Rausing invests in Envision
October 14, 2022
London-based Envision Entertainment has secured significant funding from British/Swedish investor Magnus Rausing, heir to the multi-billion-dollar Tetra Pak business. Rausing will join Envision’s board and actively support its strategy to become a global studio through his international network.
Envision founder and Chief Content Officer, Michael Nakan, said:“Magnus is the rare investor who is able to help scale every investment he makes. I greatly admire his previous investments in media, tech and sustainability, and I am thrilled to welcome a partner who shares our vision to create hit franchises with global appeal.This investment will enable us to build our team and boost our slate of premium scripted projects from countries around the world; following the success of CONNECTED: The Homebound Detective, a co-production with Japan’s Nippon TV, we are now moving forward on several more premium productions with partners on multiple continents.”
Rausing added: “I am excited to support Envision early in their mission to create a cultural franchise and look forward to working with them closely.”

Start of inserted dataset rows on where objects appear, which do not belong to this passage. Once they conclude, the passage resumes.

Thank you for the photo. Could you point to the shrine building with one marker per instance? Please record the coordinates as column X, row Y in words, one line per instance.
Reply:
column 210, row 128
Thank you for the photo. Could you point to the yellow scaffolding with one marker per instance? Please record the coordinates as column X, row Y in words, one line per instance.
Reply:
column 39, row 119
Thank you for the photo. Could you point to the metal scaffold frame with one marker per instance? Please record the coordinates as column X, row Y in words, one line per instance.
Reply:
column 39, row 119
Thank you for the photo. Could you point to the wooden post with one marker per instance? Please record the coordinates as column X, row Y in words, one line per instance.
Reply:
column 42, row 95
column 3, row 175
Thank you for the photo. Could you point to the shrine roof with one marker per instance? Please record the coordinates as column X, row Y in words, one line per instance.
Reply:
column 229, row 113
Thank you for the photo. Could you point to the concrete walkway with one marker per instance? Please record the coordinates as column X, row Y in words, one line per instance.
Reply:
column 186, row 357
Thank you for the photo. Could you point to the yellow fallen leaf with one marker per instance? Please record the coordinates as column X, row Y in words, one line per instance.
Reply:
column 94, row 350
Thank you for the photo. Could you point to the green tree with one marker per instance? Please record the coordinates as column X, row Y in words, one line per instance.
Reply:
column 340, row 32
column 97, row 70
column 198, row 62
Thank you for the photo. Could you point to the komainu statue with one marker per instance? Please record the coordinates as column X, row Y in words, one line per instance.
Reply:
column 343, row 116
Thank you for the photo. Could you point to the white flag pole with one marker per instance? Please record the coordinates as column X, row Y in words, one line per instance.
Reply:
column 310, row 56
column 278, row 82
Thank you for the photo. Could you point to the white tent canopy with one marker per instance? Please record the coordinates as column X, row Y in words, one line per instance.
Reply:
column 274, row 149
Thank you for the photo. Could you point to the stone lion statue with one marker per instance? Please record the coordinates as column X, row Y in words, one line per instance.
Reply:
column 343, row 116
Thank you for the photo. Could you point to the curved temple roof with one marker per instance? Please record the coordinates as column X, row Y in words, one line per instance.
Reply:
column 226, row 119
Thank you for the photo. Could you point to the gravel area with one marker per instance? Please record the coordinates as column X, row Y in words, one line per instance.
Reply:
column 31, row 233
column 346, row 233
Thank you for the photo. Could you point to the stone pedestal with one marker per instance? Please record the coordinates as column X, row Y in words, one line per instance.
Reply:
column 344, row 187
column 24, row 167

Envision Entertainment is a London-based media company specialising in developing and producing international premium content. Envision has a number of global properties in advanced development with partners including US studios, global streamers and regional broadcasters.
In April Envision’s CONNECTED: The Homebound Detective, a co-production with Nippon TV, was broadcast in Japan to critical acclaim and ratings success, reaching number one on Japanese catch up, number one on streaming (Hulu Japan) and number one on Japan’s Twitter trend (number six worldwide). The program was recently shortlisted for a Rose d’or in the Comedy/Drama section, and an English language version is in the works.
Rausing has backed companies including Lick, Superplastic, and recently Oxwash. He also recently backed Alex Pettyfer’s Dark Dreams Entertainment. He sits on the board of many companies and non-profits, such as the National Society for the Prevention of Cruelty to Children (NSPCC).